The variation mechanisms from simultaneous nitrification and denitrification process to complete chromium reduction under Cr(VI) stress

Hexavalent chromium (Cr(VI)) disrupts both nitrification and denitrification processes while competing with nitrogen reduction. This study unraveled how Cr(VI) impacts nitrogen removal in simultaneous nitrification and denitrification (SND) systems by analyzing nitrogen removal efficiency, chromium distribution, electron transfer, enzyme activity, and microbial community dynamics. The results demonstrated that 0.5 mg/L Cr(VI) did not adversely affect the system's nitrogen removal performance. However, 5.0 mg/L and 20.0 mg/L Cr(VI) severely inhibited ammonia oxidation, reducing ammonia monooxygenase (AMO) activity by 14.01% and 16.71%, respectively, and lowering nitrogen removal efficiency to below 20.0%. These concentrations also resulted in complete chromium reduction.Exposure to 5.0 mg/L and 20.0 mg/L Cr(VI) enhanced chromium reductase (CHR) activity and electron transfer capacity within the system. Lactate dehydrogenase (LDH) levels increased by 2.33 and 1.33 times, respectively, indicating severe damage to the biological system.

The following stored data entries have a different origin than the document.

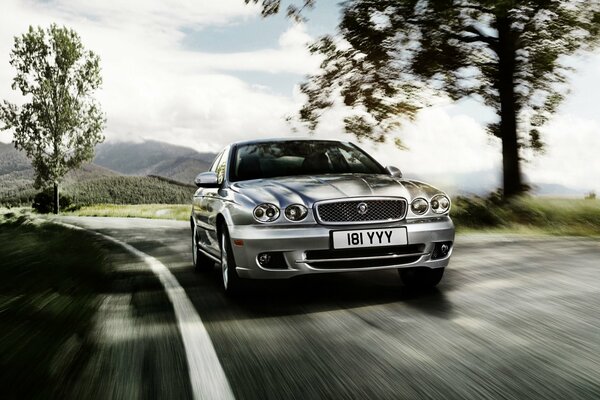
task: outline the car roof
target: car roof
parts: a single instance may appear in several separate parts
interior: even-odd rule
[[[258,144],[258,143],[270,143],[270,142],[332,142],[332,143],[345,143],[349,144],[349,142],[345,142],[342,140],[333,140],[333,139],[315,139],[315,138],[294,138],[294,137],[286,137],[286,138],[264,138],[264,139],[252,139],[252,140],[241,140],[239,142],[231,143],[231,146],[240,146],[246,144]]]

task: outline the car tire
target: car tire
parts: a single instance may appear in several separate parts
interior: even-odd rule
[[[198,246],[197,229],[198,228],[196,228],[196,224],[192,223],[192,264],[194,265],[196,271],[210,271],[215,263],[202,251],[200,251],[200,247]]]
[[[405,286],[415,289],[435,287],[442,280],[445,268],[401,268],[398,270]]]
[[[233,258],[229,231],[225,225],[221,228],[219,245],[221,247],[221,281],[223,283],[223,290],[227,295],[239,294],[242,291],[243,282],[235,269],[235,259]]]

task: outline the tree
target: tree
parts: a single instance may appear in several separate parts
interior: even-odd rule
[[[260,0],[246,0],[258,3]],[[293,6],[298,18],[313,0]],[[279,10],[263,0],[263,14]],[[488,131],[502,142],[504,196],[521,193],[520,150],[541,150],[540,127],[567,93],[565,56],[591,49],[600,34],[598,0],[347,0],[337,36],[311,51],[320,73],[301,86],[300,120],[311,130],[340,96],[356,110],[346,130],[383,141],[427,103],[423,93],[474,97],[498,120]]]
[[[75,31],[52,24],[16,36],[10,64],[12,89],[25,103],[0,104],[0,130],[12,129],[15,147],[32,160],[36,187],[53,185],[57,214],[65,174],[90,161],[104,140],[104,114],[92,97],[102,82],[99,58]]]

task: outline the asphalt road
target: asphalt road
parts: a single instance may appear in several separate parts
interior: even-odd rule
[[[459,236],[442,283],[395,271],[307,277],[225,297],[193,271],[184,222],[63,218],[125,241],[175,275],[237,399],[598,399],[600,242]],[[115,247],[115,290],[77,398],[190,398],[173,309]],[[210,368],[210,366],[207,366]]]

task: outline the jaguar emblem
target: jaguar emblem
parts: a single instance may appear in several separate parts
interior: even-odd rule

In response, cells secreted substantial amounts of catalase (CAT). Additionally, by the end of the 20.0 mg/L Cr(VI) shock, COD utilization was only 6.0 mg/L, with polysaccharides (PS) compensating for biological energy consumption. The system evolved two chromium-reducing and highly resistant genera, Diaphorobacter and Simplicispira. This study offers valuable insights into the complex biotransformation processes affected by heavy metal inhibition in SND systems.